Another Nursing Home in State Receivership Stokes Fears of Growing Problems in Minnesota

Three facilities being placed under state control in two years in Minnesota reflects deep troubles for the sector, with many other facilities facing similar prospects and requiring immediate financial help.

The latest to be pushed into state control is the Bay View Nursing and Rehabilitation Center in Red Wing, which serves higher acuity residents. The Minnesota Department of Health (MDH) was assigned a temporary order establishing receivership of the facility last month, and it in turn assigned Pathway Health with managing it.

Court-ordered receivership marks an emergency step and prior to these three, Minnesota had only resorted to it once in the preceding seven years.


This latest incidence of state control underpins an alarming trend within the nursing home sector and one that is directly linked to staffing shortages and expenses at its heart.

Advocates featured in an article in the Star Tribune said that Minnesota’s takeover of the Bay View facility is a worrisome sign that senior care in the state is crumbling. 

For Bay View, it came down to largely being unable to pay its workers, according to the story. The organization also owed Minnesota $1.8 million in licensing fees. 


Sam Weinberg, Bay View’s owner, told the Star Tribune that he had to dip into personal savings to maintain payroll in 2019 when he bought the Red Wing facility from a bankrupt company. “It just kind of spiraled out of control. I needed to cover payroll and the money I was supposed to get just wasn’t there,” said Weinberg.

Bay View only had 61 of 120 beds filled when the state took over. The low census is apparently common at Minnesota’s 349 nursing homes because of staffing shortages, especially for the 61 facilities with low, one-star ratings, the article stated.

Staff turnover rate at Bay View stood at 99% in one year while low-rated nursing homes averaged 62% turnover annually compared with 34% for Minnesota’s highest-rated facilities, according to the article.

While Bay View had deep problems – with more than 15 citations including those related to food safety – ultimately staffing shortages and expenses related to agency staff caused the facility undue financial stress. By fall of 2023, the Centers for Medicare Medicaid Services’ (CMS) listed it on its Special Focus Facility (SFF) program. It was one of 10 Minnesota nursing homes added to the federal list of facilities with serious quality issues.

Usually extreme situations warrant a receivership such as after facilities have lost workers, fallen behind on bills and cut corners, Cheryl Hennen, Minnesota’s ombudsman for long-term care, told the Star Tribune. State control is exerted to prevent financially troubled nursing homes from closing abruptly, she said.

“I don’t think this is a one-off,” Hennen said of Minnesota’s recent state takeovers. “This is a problem. We need to dive into this and figure out what needs to be put in place to be more proactive and prevent this, because we are running out of beds.”

Rising costs associated with skilled care and workforce shortages have resulted in 26 nursing homes closing in the state in five years as other nursing home organizations have pared down operations, according to the newspaper.

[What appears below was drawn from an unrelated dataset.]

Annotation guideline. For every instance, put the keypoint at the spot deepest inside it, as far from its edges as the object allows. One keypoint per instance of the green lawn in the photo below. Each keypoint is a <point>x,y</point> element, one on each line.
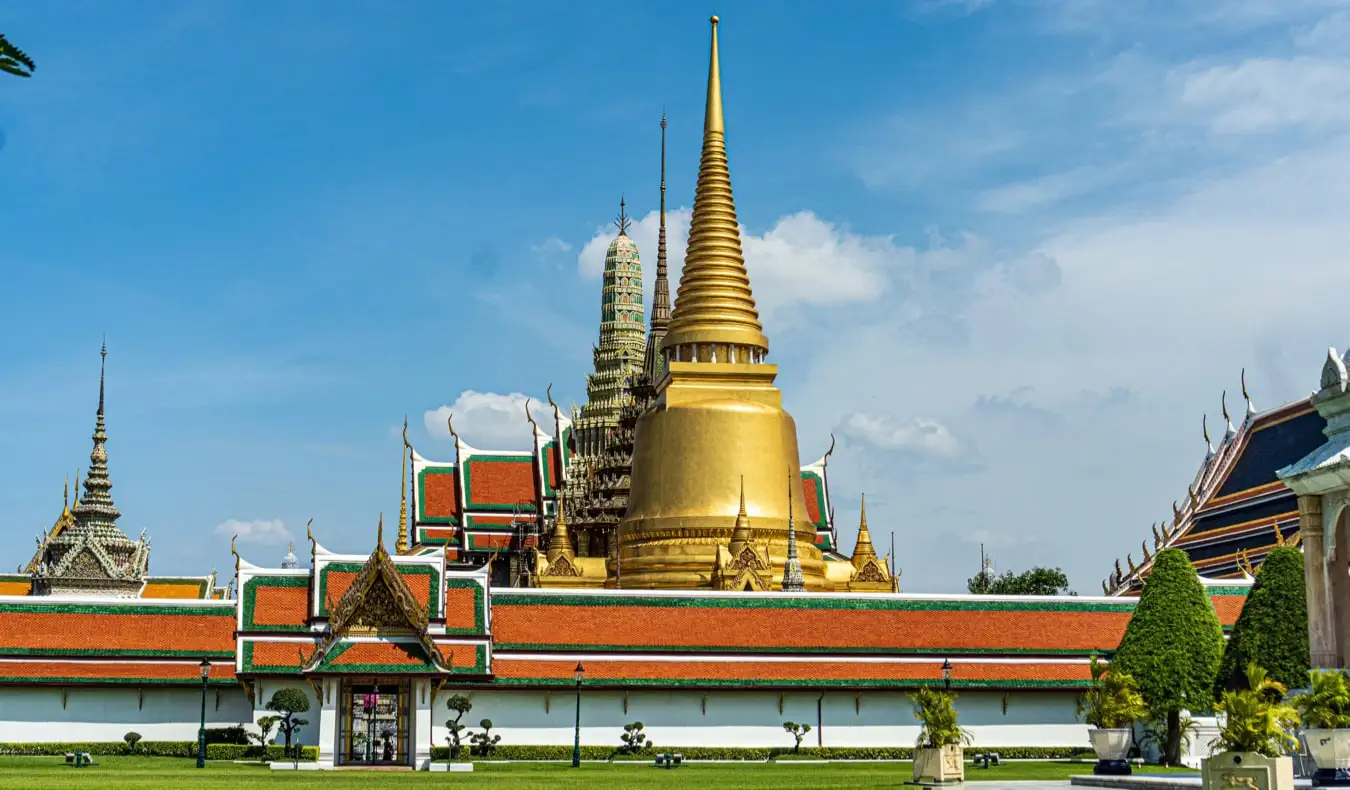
<point>141,773</point>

Minnesota’s Legislature tried to rescue the sector by promising roughly $300 million in emergency aid, Toby Pearson, chief executive of Care Providers of Minnesota, told the Star Tribune.

“Absent that investment, I think you would have seen a lot more chaos,” he said.

However, some of the state allocations made in spring of 2023 are yet to reach the most troubled of the nursing homes, including Bay View’s facility. That’s because Medicaid payments to nursing homes are based on the actual costs of care, but it takes several months – 15 months or more in Minnesota’s case – to figure out how much more they earned above base payment rates. Many struggling operators such as Bay View find it difficult to stay afloat in the meantime.

And without that government funding, some nursing home owners were asking whether they could voluntarily put their homes in state receivership, Pearson told the Star Tribune.

“That’s how desperate they were,” he said.

Under the receivership facilities are given 18 months to fix problems, although state control could last longer. And, this route doesn’t always mean success. Of the three facilities in this situation in Minnesota, one is still operating under state control 20 months later, while another had to fold, the article noted.

And nursing homes with low ratings aren’t alone in being at risk of closure. A national study published in July suggests that nursing homes with higher ratings are facing the same pressure, ones that nursing home advocates say will only get worse if a proposed federal staffing mandate goes through.